Auto-Increment Double Indirect
Same as Auto-Increment, but the address to be incremented is used as *another* address. This is used to implement jump tables and call lists and is basically how the Forth Interpreter works.
Auto-Decrement Double Indirect
Same as Auto-Increment Double Indirect, but the jumptable pointer is decremented.

B1.10. Instruction Set Reference

B1.10.1. Some Brief Notes on Assembly Notation

To simplify understanding of the instruction set, opcode mnemonics are used rather than actual machine code. In many cases, the notation used is that of the Standard CFT Assembly language which merits some description.
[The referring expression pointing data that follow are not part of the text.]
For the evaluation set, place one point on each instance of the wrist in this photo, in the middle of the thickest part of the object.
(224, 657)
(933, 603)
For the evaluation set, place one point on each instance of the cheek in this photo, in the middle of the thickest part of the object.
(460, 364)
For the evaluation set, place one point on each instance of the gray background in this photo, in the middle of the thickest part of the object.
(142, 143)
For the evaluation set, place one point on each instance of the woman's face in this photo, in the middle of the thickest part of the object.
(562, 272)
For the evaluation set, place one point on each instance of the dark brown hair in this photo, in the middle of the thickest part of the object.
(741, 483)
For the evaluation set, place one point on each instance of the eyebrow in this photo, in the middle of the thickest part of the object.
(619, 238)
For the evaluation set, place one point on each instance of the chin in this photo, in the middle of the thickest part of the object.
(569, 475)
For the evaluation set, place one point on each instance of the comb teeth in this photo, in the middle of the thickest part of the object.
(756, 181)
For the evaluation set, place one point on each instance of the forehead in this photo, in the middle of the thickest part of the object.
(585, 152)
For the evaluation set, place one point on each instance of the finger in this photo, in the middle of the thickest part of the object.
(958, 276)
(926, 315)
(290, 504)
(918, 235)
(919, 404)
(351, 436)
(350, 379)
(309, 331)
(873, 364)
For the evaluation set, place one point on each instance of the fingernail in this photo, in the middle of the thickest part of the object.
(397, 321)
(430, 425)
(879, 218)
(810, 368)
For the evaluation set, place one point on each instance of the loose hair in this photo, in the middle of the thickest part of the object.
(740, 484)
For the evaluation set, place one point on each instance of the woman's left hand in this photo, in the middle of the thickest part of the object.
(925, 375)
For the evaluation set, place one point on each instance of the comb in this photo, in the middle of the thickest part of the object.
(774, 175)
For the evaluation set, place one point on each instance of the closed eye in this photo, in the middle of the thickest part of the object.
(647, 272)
This is not a full definition of CFT Assembly language, merely enough of it to facilitate discussing the instruction set in a more human-readable form.

CFT Assemblers parse space-separated lexical tokens denoting either symbolic instruction names or hexadecimal numbers. Literals can be decimal (e.g. 15, hexadecimal (e.g. &e) or binary (e.g #1110). For ease, and since the CFT uses a lot of bitfields, binary notation treats - as 0, and ' is ignored: so #--------'-11001-- is the same as #0000000001100100. Symbols are converted to numbers using symbol tables. The Assembler defines some, the user can define others. The resultant numbers, which must be 16 bits in width, are ORred together to form an instruction.

This provides great simplicity and generality at the expense of making the code slightly less readable from a modern Assembly perspective (although PDP-8 Assembly programmers will feel right at home). You can get instructions that look like SKP SNA SSL—the gut reaction of a modern Assembly programmer would be to assume someone deleted two new-lines, but this just combines to an instruction that skips the next instruction if the N or L flags are set.

Anything after the first semicolon (;) or slash (/) on a line is considered a comment and ignored.

Like most modern Assemblers (and against PDP-8 assembly conventions), labels are denoted by a colon (:) suffix. Literals may be used as labels: they change the address of the next word to be assembled.

The Standard Assembler has a number of additional features, but we won't need those to discuss the instruction set.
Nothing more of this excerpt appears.